In compiling the report, the researchers used an expansive definition of social media adapted from the American Psychological Association that encompassed “social networking, gaming, virtual worlds, video sharing sites, and blogs.”
The report reserved some of its strongest criticism for the potentially harmful use of algorithms to promote engagement and create revenue, a deliberate tactic that researchers contend intentionally limits users’ exposure to diverse perspectives and adds additional credence to fringe viewpoints and conspiracies.
The prevalence of online harassment, cyber bullying, and in extreme cases, sexual exploitation of children, prompted suggestions for social media companies to develop better systems for reporting and resolving abuse and harassment, and for the Federal Trade Commission to revise its current regulations to “clarify how to make systems for reporting cases of online harassment and abuse comply with the Children’s Online Privacy Protection Act.”

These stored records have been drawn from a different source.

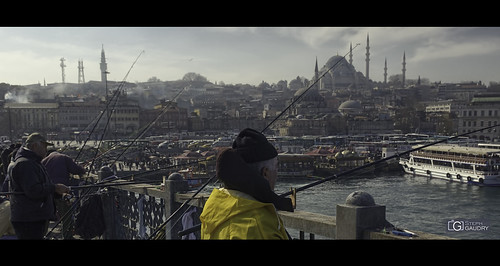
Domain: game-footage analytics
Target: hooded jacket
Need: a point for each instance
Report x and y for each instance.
(246, 207)
(35, 200)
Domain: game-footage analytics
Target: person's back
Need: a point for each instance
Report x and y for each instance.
(59, 167)
(247, 219)
(246, 207)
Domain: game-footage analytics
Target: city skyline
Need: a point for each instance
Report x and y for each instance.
(245, 54)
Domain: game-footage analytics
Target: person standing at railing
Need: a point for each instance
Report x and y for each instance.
(246, 207)
(60, 167)
(32, 198)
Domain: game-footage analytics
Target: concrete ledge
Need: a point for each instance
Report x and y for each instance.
(309, 222)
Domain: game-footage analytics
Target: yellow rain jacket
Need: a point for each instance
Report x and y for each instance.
(231, 214)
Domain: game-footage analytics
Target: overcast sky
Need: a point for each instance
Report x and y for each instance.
(245, 55)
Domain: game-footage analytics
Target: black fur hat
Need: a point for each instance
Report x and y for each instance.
(253, 146)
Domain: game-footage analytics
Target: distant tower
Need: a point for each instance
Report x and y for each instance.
(62, 69)
(385, 71)
(81, 75)
(404, 68)
(350, 55)
(367, 58)
(104, 66)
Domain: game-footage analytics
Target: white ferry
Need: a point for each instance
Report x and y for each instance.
(472, 165)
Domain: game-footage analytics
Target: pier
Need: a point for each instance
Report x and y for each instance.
(135, 211)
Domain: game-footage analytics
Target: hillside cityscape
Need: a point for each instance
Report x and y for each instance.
(334, 100)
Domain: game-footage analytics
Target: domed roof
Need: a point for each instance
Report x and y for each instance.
(334, 59)
(343, 64)
(350, 104)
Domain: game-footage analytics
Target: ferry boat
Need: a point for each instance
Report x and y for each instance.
(472, 165)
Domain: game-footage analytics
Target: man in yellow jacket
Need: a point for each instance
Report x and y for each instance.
(246, 207)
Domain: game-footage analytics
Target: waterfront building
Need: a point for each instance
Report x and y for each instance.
(483, 111)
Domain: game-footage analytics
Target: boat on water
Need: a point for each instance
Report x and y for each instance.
(472, 165)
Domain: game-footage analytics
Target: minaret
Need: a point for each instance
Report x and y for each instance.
(404, 68)
(350, 55)
(316, 75)
(62, 69)
(367, 58)
(104, 66)
(81, 75)
(385, 71)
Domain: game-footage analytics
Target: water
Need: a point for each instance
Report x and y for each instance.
(412, 202)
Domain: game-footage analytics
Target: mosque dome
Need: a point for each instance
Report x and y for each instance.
(350, 107)
(342, 66)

And as most parents can confirm, the report cited how social media can often consume time that could be spent in more useful and health-affirming ways, such as sleep, exercise, studying, or pursuing hobbies.

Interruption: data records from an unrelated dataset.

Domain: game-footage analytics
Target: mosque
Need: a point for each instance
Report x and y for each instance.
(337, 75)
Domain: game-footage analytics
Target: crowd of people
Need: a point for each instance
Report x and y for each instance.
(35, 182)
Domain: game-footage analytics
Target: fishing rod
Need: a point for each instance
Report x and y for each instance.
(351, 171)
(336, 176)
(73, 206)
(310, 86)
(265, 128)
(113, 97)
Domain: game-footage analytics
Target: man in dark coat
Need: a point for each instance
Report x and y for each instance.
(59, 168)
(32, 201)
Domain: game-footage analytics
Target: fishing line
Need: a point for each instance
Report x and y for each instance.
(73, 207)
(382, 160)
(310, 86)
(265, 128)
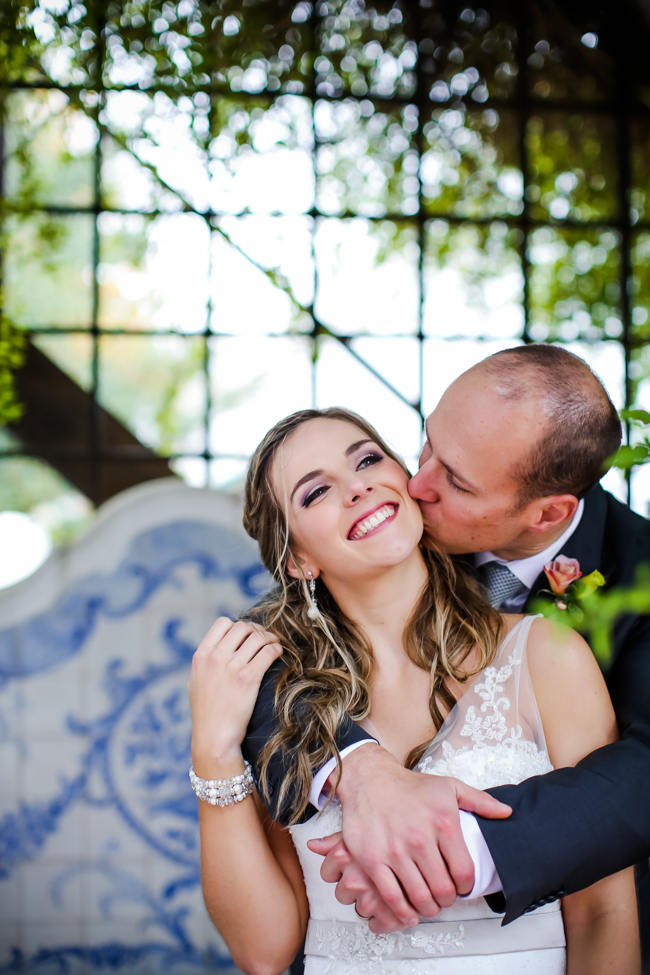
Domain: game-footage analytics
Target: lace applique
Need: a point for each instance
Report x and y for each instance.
(497, 751)
(373, 952)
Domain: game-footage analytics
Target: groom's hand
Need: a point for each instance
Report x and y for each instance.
(402, 830)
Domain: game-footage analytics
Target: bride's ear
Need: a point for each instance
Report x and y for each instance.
(298, 567)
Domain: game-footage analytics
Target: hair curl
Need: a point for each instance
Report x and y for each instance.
(328, 662)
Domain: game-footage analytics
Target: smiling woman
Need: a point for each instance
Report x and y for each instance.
(350, 517)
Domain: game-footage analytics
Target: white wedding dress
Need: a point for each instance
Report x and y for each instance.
(492, 736)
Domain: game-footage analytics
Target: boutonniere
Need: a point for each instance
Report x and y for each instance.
(568, 583)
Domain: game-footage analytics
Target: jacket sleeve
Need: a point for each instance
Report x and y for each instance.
(262, 727)
(574, 826)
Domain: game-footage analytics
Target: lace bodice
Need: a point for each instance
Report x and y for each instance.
(492, 736)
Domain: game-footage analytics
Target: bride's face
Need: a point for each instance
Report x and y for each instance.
(349, 510)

“The platforms also have a distracting power that can conflict with an important developmental window for cultivation of attentional control, a skill necessary for academic success and emotional adjustment,” the report states. “Social media use may reduce adolescents’ ability to sustain attention and suppress distraction, key components of concentration. At the same time, it is difficult to say that the distraction posed by social media is a function of the media or of the distraction inherent in reading on screens and the related incitements to multitask.”
The committee called for the National Institutes of Health, the National Science Foundation, and other research funders to “support a research agenda that gives priority to the health consequences of social media use, the epidemiology of problematic use, the mechanisms through which social media use influences health, efforts to remediate harms associated with social media use, the role of parents and other adults in influencing positive use, and algorithmic audits.” This proposed research agenda could possibly help clarify any “causal pathway between social media use and various health indicators,” one of the facets of social media use the committee was convened to explore.
According to the report, the committee was also charged with asking difficult questions about the broad effects, across different age groups, of social media on physical and mental health and well-being. In pursuing this mandate, the committee also investigated “the relative risks and benefits of various forms of online media and the consequences of media use during childhood and adolescence.” The committee was also asked to identify a research agenda that might help clarify the causal pathway between social media use and various health indicators.
Committee members have expertise in cognitive science, computational science, economics, education, epidemiology, law, media science, mental health, network science, neuroscience, pediatrics, psychology, social media, and technology.
The project was funded by the Democracy Fund, Ford Foundation, the William and Flora Hewlett Foundation, Luminate Projects Limited, the John D. and Catherine MacArthur Foundation, the Open Society Foundations, and the National Academy of Sciences W.K. Kellogg Foundation Fund.